Monday's action was the latest case in point where a positive bias early on proved to be a head fake that gave way to a headlong bout of selling interest that laid waste to the optimism generated by the pre-opening indication.
So, the stock market is saddled back up again, sitting high on the provision that it is due for a meaningful rebound from a short-term oversold condition, which we can hear everyone out there saying, "Yeah, yeah, yeah."
That doubt may just be the most convincing reason why the stock market has a good shot at delivering on today's pre-market bias since many participants are pre-conditioned now to expect selling into strength. If that does not happen with any real sway, there's a decent chance a rebound effort will gain some traction and that there will be skid marks on the road from short-covering activity.
All anyone can do is wait and see what the price action reveals and which sectors are part of the pricing action that swings trading sentiment. The focal points will be the usual suspects: the information technology, communication services, financial, consumer discretionary, and industrials sectors.
Their performance holds the key to whether today's activity ends with plus signs or minus signs.
Plus signs will be on the board with the opening tick. The S&P futures are up three points and are trading 0.2% above fair value. The Nasdaq 100 futures are down seven points and are trading 0.1% above fair value.
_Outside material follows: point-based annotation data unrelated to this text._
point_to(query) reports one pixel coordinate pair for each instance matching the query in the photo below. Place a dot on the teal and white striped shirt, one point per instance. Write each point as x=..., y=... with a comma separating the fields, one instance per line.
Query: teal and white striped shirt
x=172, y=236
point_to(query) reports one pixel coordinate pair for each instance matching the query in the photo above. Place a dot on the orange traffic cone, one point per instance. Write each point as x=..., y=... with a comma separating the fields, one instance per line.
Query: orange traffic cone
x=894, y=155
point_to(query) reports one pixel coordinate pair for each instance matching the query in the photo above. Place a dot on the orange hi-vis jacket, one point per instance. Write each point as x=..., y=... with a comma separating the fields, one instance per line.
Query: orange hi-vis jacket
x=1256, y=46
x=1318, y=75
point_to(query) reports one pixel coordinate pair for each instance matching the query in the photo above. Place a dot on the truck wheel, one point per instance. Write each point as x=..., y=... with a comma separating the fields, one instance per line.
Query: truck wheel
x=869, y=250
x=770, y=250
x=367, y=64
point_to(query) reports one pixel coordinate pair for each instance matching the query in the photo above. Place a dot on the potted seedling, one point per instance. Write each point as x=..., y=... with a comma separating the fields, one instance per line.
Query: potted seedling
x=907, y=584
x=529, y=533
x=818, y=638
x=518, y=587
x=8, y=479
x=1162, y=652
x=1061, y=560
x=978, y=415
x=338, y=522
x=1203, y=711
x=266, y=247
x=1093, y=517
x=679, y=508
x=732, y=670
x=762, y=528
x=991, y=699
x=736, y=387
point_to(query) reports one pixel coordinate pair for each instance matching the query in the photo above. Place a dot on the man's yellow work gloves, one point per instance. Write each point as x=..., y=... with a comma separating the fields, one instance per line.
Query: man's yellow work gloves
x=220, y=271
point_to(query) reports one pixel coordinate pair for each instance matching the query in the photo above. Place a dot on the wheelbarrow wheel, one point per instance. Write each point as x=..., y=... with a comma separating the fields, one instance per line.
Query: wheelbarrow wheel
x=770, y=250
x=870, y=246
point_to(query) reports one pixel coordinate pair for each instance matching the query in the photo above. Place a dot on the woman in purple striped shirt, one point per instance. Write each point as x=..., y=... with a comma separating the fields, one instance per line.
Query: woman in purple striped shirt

The Dow Jones Industrial Average futures are up eight points and are trading 0.1% above fair value.
Given the scope of losses this month, those indications won't be described as being resolutely bullish. They are tentative at the core, because it hasn't paid in most instances this month to buy the dip.
The Dow Jones Industrial Average is down 8.6% in October; the S&P 500 is down 9.4%; the S&P Midcap 400 is down 11.4%; Nasdaq Composite is down 12.4%; and the Russell 2000 is down 12.9%.
What has the market hopeful today will produce a different result? We've already gone over the cookie-cutter explanation of being due for a rebound, but some other elements in play include the following:
- Faith in the resumption of corporate share buybacks
- Relief that foreign markets didn't come unglued overnight.
- China's Shanghai Composite jumped 1.0%, underpinned by claims from its regulator that efforts will be made to improve liquidity, share buybacks, and M&A activity (everyone together now, "Yeah, yeah, yeah").
- Month-end rebalancing activity
There has been a swath of earnings news since yesterday's close. Most of the results have been better than expected while the guidance has been mixed enough to keep alive the peak-growth narrative that has contributed to the multiple compression and collective effort to cut equity exposure.
Coca-Cola (KO), Pfizer (PFE), Mastercard (MA), Mondelez International (MDLZ), and General Electric (GE) were among the luminaries reporting results. MA and MDLZ are trading higher in pre-market action while KO, PFE, and GE are all trading lower.
General Electric will be a story stock, primarily because it missed third quarter estimates and cut its quarterly dividend to $0.01 per share, which is a far cry from what it used to be and a crying shame for so many investors who have come to rely on GE through the years to provide a safe and handsome dividend.
GE's news won't move the market because it has some well-known company-specific issues. Facebook (FB) does, too, and it reports after today's close. That report, though, can be market moving.
It's another wait-and-see item for a market that is looking for a new direction.